Anodyne
Wednesday, October 04, 2006
 

Clutches of Sad Remains

Half-finished Cormac McCarthy's The Road early this morning, up late with Bowie's Aladdin Sane on the stereo, trying and failing to get back to sleep at 3 a.m. after being roused by some drunken asshole down in the street bellowing, "Come back, bitch, and HAVE SOME MORE!" at the top of his lungs. Lights on all up and down the block, apartment windows banging up. A strangely prompt VPD cruiser, its radio clearly audible on the sixth floor, the red and blue bubble lights slowly turning, casting colored shadows up the blinds, like a hovering jukebox, or Close Encounters' mother ship. So, with sleep impossible, and the cats blinking at me from the bureau, I folded the futon up into its couch configuration and began McCarthy's short, dense tale of a man and his son making their way south by southwest through a postapocalyptic landscape alternately reminiscent of McCarthy's own Blood Meridian, Paul Auster's In The Country of Last Things, George Romero's zombie series, and Jack Ketchum's Off Season. At some point, Mike Garson's piano work on Aladdin Sane's title cut began to rub against McCarthy's tongue-in-groove prose.

For the first minute or two, Garson's piano notes are spaced above, and only roughly parallel to, the steady one-two beat of guitar, bass guitar, and Bowie's voice, only occasionally dropping into lock step: once to echo the hilarious phrase, "Saddening glissando strings," and twice for the "Uh-h-h-uh-h-uh" refrain. Then, midway through, a free-form piano solo ends in pure abstraction, notes sprinkled like paint on a Pollock canvas.

It seems to me that Garson's performance -- first emulating his fellow performers, but at some distance from them, then later departing into an extended jazz solo -- resembles McCarthy's prose, which also oscillates between "spare" naturalistic description and more grammatically and symbolically abstract compositions. Two passages, picked at random from The Road's first half, well illustrate these ostensibly opposed tendencies in McCarthy's style:

"He woke toward the morning with the fire down to coals and walked out to the road. Everything was alight. As if the lost sun were returning at last. The snow orange and quivering. A forest fire was making its way along the tinderbox ridges above them, flaring and shimmering against the overcast like the northern lights. Cold as it was he stood there a long time. The color of it moved something in him long forgetten."

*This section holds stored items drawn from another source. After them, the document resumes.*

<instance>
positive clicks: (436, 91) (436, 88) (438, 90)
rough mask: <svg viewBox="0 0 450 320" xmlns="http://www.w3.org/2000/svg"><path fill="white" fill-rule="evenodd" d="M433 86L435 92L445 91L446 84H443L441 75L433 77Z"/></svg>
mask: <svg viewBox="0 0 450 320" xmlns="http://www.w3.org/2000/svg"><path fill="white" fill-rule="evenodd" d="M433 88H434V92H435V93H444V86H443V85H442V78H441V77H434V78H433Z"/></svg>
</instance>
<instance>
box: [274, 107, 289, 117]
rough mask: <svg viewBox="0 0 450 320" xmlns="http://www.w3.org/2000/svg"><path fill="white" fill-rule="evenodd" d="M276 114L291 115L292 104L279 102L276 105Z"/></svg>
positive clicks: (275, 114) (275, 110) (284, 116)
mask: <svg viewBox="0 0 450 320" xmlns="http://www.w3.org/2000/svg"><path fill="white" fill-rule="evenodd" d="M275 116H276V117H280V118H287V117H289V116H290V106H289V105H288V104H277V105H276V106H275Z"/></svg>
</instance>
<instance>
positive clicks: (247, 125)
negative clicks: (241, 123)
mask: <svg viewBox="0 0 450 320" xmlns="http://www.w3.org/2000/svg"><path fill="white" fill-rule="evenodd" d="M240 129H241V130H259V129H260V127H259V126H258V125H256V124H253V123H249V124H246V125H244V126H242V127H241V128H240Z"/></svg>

"He tried to think of something to say but he could not. He'd had this feeling before, beyond the numbness and the dull despair. The world shrinking down about a raw core of parsible entities. The names of things slowly following those things into oblivion. Colors. The names of birds. Things to eat. Finally the names of things one believed to be true. More fragile than he would have thought. How much was gone already? The sacred idiom shorn of its referents and so of its reality. Drawing down like something trying to preserve heat. In time to wink out forever."

Many critics who admire McCarthy's plainer prose ("He woke toward the morning with the fire down to coals and walked out to the road") seem to dislike, or at least to be visibly puzzled by, his frequent shifts into abstraction ("The sacred idiom shorn of its referents and so of its reality"). To me these are all one piece, just like Garson's performance. McCarthy's "abstract" passages are summaries of content; they repeat, with great compression and emphasis, the content of surrounding paragraphs, seeking to break content free from things, just as Garson's "abstract" solo retains its own internal logic, a logic resolutely opposed to playing in time with the rest of the band.